There are other medications that will also help control the inflammation from ulcerative colitis.  These usually target the management of the symptoms.  These can include:

  • Anti-diarrheal. Those with severe diarrhea may be given loperamide (Imodium). These anti-diarrheal drugs may increase the chance of toxi megacolon so use it causiosly.
  • Pain relievers. If you suffer from mild pain, your physician may prescribe acetaminophen (Tylenol, others).  Don’t take ibuprofen (Advil, Motrin, others), naproxen (Aleve) or aspirin. They probably make the symptoms worse.
  • Antibiotics. Those with ulcerative colitis that have fevers will probably be prescribed antibiotics to avoid or stop infection.
  • Iron supplements.  With chronic intestinal bleeding, you have a higher chance of developing iron deficiency anemia. You would need to take iron supplements to get your iron levels to normal and minimize this kind of anemia when your bleeding has stopped.

Surgery

If lifestyle and diet modifications, medications, or other treatment options don’t reduce your symptoms, your physician may suggest surgery.

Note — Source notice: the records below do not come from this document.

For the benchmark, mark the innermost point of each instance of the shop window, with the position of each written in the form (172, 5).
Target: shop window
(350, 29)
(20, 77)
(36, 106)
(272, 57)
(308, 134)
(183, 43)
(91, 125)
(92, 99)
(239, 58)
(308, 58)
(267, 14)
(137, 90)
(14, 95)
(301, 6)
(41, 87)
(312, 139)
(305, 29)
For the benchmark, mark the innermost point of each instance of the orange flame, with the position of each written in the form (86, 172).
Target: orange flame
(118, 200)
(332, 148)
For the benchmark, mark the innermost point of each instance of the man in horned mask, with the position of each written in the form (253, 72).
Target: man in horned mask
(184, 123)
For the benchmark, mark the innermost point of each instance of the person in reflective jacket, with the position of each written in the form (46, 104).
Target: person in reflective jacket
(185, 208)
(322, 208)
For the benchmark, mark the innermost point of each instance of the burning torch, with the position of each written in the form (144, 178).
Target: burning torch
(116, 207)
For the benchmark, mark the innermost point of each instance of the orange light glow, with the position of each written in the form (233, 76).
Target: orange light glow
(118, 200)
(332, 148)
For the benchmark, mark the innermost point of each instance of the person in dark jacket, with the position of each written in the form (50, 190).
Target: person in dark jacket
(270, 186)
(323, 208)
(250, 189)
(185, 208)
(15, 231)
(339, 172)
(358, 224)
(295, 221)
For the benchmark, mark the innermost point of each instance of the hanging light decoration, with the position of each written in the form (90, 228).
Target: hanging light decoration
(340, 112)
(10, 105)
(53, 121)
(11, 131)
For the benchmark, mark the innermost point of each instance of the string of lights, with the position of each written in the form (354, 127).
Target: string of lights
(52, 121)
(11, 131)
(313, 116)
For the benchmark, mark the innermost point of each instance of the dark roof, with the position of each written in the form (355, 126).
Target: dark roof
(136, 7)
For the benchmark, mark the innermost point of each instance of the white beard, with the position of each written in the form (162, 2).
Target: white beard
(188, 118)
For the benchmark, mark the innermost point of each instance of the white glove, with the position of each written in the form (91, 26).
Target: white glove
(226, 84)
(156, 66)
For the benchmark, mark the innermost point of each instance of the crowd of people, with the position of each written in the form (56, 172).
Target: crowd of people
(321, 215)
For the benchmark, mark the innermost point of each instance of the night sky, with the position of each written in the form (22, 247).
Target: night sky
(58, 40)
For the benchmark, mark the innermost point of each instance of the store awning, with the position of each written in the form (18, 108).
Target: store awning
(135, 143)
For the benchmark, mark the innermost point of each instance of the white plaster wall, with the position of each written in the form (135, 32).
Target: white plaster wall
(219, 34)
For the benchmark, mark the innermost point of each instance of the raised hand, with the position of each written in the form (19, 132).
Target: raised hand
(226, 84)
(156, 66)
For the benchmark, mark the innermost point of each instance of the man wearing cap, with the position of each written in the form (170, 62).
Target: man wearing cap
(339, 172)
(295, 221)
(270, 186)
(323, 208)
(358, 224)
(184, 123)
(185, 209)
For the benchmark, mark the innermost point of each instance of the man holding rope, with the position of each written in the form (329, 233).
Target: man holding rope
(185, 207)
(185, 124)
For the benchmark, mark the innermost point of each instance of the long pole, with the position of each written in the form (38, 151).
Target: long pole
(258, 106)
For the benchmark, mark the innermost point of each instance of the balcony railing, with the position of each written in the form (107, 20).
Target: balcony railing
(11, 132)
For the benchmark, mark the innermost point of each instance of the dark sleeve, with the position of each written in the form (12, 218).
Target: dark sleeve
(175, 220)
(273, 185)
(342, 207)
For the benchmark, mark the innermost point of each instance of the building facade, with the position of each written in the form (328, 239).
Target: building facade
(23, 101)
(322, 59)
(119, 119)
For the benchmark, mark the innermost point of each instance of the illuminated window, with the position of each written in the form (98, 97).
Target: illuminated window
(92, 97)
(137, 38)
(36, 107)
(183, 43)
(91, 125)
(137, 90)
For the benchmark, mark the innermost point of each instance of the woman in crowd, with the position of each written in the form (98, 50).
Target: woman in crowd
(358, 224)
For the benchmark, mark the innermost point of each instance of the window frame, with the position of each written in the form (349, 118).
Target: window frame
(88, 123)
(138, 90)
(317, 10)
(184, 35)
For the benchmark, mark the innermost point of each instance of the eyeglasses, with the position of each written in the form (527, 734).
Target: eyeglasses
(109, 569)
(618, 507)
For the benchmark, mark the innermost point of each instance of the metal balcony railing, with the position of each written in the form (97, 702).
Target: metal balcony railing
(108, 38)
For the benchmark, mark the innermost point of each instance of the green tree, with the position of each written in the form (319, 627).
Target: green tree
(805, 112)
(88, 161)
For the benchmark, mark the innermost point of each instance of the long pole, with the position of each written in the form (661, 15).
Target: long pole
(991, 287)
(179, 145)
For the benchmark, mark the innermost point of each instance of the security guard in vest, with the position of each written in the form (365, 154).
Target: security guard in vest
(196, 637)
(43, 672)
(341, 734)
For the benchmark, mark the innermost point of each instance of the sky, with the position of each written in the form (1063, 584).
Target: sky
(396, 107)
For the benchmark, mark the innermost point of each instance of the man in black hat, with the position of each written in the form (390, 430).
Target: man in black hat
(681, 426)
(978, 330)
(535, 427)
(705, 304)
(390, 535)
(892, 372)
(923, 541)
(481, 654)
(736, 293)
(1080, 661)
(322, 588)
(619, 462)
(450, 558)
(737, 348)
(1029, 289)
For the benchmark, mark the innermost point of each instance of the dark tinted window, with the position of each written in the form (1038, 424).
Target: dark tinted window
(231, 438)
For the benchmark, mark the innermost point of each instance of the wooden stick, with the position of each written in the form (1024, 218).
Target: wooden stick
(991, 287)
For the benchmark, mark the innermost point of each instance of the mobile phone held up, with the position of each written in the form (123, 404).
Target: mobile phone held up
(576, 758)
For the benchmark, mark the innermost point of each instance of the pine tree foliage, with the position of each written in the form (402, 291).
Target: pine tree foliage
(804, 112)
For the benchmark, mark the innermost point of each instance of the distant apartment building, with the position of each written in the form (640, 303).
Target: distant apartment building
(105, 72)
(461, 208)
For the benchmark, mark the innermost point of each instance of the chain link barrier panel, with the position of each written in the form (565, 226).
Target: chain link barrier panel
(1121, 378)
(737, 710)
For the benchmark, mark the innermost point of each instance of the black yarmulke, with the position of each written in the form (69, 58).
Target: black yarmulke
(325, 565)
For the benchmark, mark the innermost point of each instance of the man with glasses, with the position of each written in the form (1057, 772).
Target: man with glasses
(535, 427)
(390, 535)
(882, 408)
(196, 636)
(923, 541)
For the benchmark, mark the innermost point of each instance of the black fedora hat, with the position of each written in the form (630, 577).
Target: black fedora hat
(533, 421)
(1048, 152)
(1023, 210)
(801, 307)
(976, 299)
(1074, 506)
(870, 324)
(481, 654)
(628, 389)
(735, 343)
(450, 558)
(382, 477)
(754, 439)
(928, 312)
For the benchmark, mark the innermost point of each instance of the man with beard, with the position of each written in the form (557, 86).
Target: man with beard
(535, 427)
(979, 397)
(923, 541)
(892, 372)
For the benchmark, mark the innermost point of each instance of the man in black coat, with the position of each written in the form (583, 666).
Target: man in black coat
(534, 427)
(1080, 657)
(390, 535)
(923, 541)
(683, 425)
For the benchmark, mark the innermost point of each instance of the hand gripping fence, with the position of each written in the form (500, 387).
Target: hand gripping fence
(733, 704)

Surgery usually get rid of ulcerative colitis. However that results in taking out your entire colon and rectum (proctocolectomy). In the past, following this surgery you’d put on a little bag over an opening in your abdomen to accumulate stool. But an operation called ileoanal anastomosis eliminates the bag. As a substitute, your surgeon constructs a sack from the end of your small intestine. The pouch will be connected right to your anus. This lets you discharge waste more normally; however, you might have more-frequent bowel movements which are soft or watery since you no longer have your colon to take in water.